Cole put up a post recently asking why the open education movement had become so reactive:
Just a couple of years ago we were all trying so hard to get people to accept the idea that open access to learning was a great thing. Hell, some of the best conversations I’ve ever had in this field have centered around the ideals of openness, but now that the MOOC thing has happened the same people who built rallying calls for more open access to learning are now rejecting this movement. Why? Because it is driven by corporations trying to make money? Because it isn’t really open? Because the press isn’t giving a few people the credit they believe they deserve? Because these aren’t really courses? Ok … that sounds like the same stuff we’ve always dealt with.
I respect Cole quite a bit, so I wanted to take some time to respond thoughtfully.
It’s really the openness issue, full stop. And I suppose the reason I feel the openness issue somewhat keenly is that for me open was never about the cult of open. It was about the brilliant idea that if our institutions worked together instead of against one another we could both increase the positive social impact of our universities as well as take control of our destinies. Open was profoundly empowering.

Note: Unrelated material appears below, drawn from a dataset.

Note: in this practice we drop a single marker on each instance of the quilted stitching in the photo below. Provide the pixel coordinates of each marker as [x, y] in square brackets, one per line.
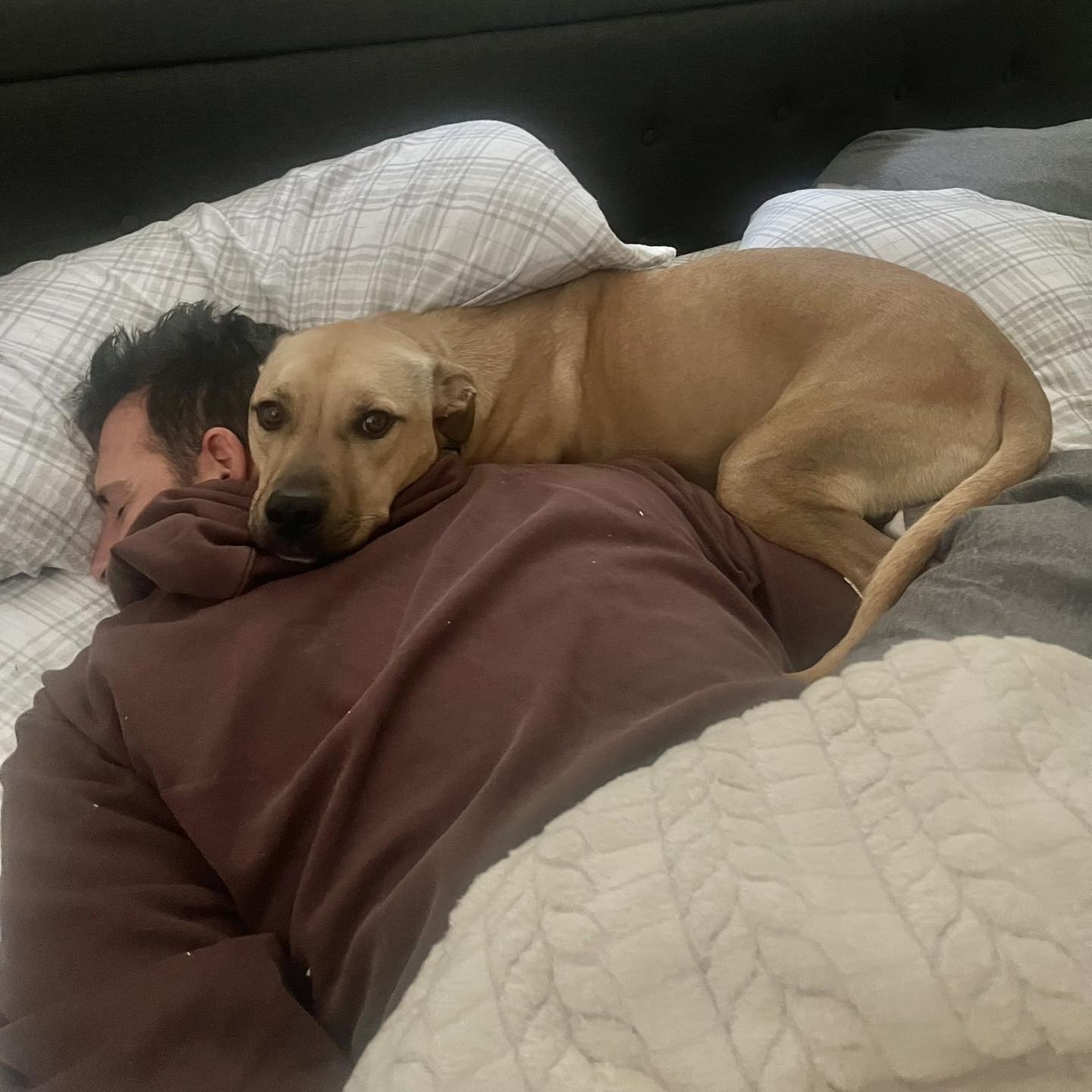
[886, 885]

It’s actually not the MOOC companies that end up irking me I think. It’s the partners. And the thing that gets me is that the partners could choose to use this moment to profoundly empower the education system as a whole — community colleges, less prestigious four-years, heck, maybe even help the for-profits create a better experience for their students.
But by and large institutions have chosen to work with companies that, as far as I can see, are on a path to disempower us, leaving us as the fry-cooks of the freeze-dried meals we’re about to ship America. I think you’re familiar enough with my thinking to know why I think the ultimate result of this, if followed to its logical conclusion, is a profoundly bifurcated education system, something akin to the GED policy disaster this country still has not recovered from.
Maybe we disgree on that. All well and good — but I’d just add that I don’t see myself as pushing back, but as pushing forward. What I want is not a world where edX or Coursera does not exist, but a world where institutions will make it a stipulation of working with edX that their material must be shared freely (or maybe just do the work of sharing it — it may not be an edX issue at all). That may be oppositional to MOOC platforms, but I think it is certainly pushing forward.
I’ll also say that my own efforts have been relentlessly forward looking. I co-created a Psychology MOOC that launched this week on Canvas Network — everything in that MOOC is under either CC-BY or CC-BY-NC. We’re not just talking about what the model is — we went and built it. We managed to do that as a bottom-of-heap state college with no additional resources or funding. With a professor who didn’t even get a stipend. And we convinced a College President that had just seen his state funding cut by 45% to give it away for free. The whole thing. We can export the course for you into IMS-CC, you can import and run your own class tomorrow with it.
Now if the Coursera and Udacity schools were producing THAT, it would change the world, almost overnight. You know this — it’s the power of open.
Surely if Keene State can build a Psych MOOC out of nothing and give it away for free we can expect better from the elite colleges than we’re getting? I know there are people in those institutions who get it. I worked with them at OCWC, I’ve met them at conferences. I’m good friends with many of them, and consider them intelligent allies.
If you know the round-about argument I have to make to get those institutions to embrace real change, I’ll make it. Until then, forward to me means plowing past them to other visions and pointing out the difference.